Visualizing Stem Cell Reprogramming
Comparing variational to non variational Autoencoder
The following visualizes the latent space of an Autoencoder trained on the Schiebinger Data. We can clearly see the cell undifferentiation paths.
Fig 1: Umap of the Latent Space generated by the Autoencoder. Colors are based on Leiden Clustering
We now make the Autoencoder variational and weigh the KL loss with a factor of 0 in the first epoch, 1/150 in the second and 2/150 in the third. We can clearly see how even such a small KL term heavily encourages the network to spread out in the latent space. We lose the clear paths we’ve seen before.
Fig 2: Umap of the Latent Space generated by the Variational Autoencoder. Colors are based on Leiden Clustering
The second thing that is interesting about the non variational Autoencoder are the histograms of the individual latent dimensions across the cells:
Fig 3: Latent Histograms of Autoencoder
We can see, that the model learns to keep some dimensions constant zero. This might indicate, that the underlying data manifold only has around 15 dimensions. Obviously this varies from run to run somewhat.
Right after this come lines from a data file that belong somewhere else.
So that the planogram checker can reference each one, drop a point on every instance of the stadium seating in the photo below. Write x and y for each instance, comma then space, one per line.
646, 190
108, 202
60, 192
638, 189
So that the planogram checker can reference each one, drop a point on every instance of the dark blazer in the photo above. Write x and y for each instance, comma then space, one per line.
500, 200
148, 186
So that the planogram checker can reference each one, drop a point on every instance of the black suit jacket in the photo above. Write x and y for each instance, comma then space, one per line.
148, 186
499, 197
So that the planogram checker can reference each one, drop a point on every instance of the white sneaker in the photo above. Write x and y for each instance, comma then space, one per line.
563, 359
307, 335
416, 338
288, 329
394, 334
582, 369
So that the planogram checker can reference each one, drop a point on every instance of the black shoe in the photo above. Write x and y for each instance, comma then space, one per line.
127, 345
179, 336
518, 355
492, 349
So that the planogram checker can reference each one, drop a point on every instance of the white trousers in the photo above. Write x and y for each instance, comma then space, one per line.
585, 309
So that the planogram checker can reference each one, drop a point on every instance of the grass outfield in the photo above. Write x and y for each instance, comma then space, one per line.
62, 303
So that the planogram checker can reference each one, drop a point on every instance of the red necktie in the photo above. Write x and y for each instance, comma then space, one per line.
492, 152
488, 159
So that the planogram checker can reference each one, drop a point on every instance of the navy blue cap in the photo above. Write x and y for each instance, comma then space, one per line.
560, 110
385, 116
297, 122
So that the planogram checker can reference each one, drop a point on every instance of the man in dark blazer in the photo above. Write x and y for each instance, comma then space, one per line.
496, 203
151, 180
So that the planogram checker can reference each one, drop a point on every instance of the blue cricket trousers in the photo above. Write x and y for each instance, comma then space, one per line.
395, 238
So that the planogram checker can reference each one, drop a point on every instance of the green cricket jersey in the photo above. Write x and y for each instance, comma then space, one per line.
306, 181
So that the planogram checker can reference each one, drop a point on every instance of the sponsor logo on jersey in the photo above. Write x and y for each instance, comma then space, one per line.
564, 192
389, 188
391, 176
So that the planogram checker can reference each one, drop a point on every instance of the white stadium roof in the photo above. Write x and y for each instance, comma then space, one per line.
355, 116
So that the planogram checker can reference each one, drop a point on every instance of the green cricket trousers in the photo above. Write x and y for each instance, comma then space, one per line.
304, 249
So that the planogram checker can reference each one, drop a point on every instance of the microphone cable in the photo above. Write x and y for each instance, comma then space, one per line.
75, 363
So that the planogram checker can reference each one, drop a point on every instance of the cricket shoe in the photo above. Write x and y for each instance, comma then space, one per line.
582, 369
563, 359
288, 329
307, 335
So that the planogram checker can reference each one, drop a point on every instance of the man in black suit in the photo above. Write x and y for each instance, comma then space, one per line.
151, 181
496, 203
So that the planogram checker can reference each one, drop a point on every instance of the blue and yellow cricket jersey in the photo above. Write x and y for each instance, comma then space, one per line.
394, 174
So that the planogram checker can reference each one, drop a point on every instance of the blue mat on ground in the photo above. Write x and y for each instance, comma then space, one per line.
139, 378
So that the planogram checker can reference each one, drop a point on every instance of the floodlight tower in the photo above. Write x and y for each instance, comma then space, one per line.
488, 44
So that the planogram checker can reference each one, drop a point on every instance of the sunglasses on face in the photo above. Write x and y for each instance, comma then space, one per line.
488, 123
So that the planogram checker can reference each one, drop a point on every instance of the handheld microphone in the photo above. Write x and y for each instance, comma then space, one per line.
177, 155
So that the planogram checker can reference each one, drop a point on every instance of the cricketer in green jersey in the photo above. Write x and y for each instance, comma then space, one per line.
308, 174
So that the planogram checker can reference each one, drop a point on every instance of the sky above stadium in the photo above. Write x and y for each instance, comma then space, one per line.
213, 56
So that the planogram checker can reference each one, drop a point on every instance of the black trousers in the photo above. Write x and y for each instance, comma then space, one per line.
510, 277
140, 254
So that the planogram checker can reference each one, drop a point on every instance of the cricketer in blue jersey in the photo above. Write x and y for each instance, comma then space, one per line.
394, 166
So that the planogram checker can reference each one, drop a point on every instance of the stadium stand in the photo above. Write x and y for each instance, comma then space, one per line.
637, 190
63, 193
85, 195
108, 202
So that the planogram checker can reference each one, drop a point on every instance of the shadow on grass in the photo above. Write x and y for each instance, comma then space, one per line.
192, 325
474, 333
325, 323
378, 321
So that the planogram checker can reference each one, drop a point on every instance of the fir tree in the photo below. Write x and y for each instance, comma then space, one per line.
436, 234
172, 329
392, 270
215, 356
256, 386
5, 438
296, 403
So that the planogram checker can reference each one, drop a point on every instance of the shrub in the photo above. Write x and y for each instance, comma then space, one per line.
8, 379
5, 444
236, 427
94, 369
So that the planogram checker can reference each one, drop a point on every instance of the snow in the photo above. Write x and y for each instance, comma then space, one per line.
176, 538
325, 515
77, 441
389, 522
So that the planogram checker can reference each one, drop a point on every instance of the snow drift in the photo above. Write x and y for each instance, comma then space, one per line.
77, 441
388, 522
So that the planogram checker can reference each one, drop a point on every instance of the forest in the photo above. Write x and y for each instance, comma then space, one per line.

This is not the case for the VAE.
Fig 4: Latent Histograms of VAE
Initializing Geodesic path
We can build a cheap geodesic approximation by computing a knn graph and running Dijkstra. This might prove to be a useful init for the geodesic relaxation. See
Fig 4: Trajectory reconstructed by Dijkstra. The cost of an edge increases exponentially with the euclidean distance. Colors are based on Experiment Time.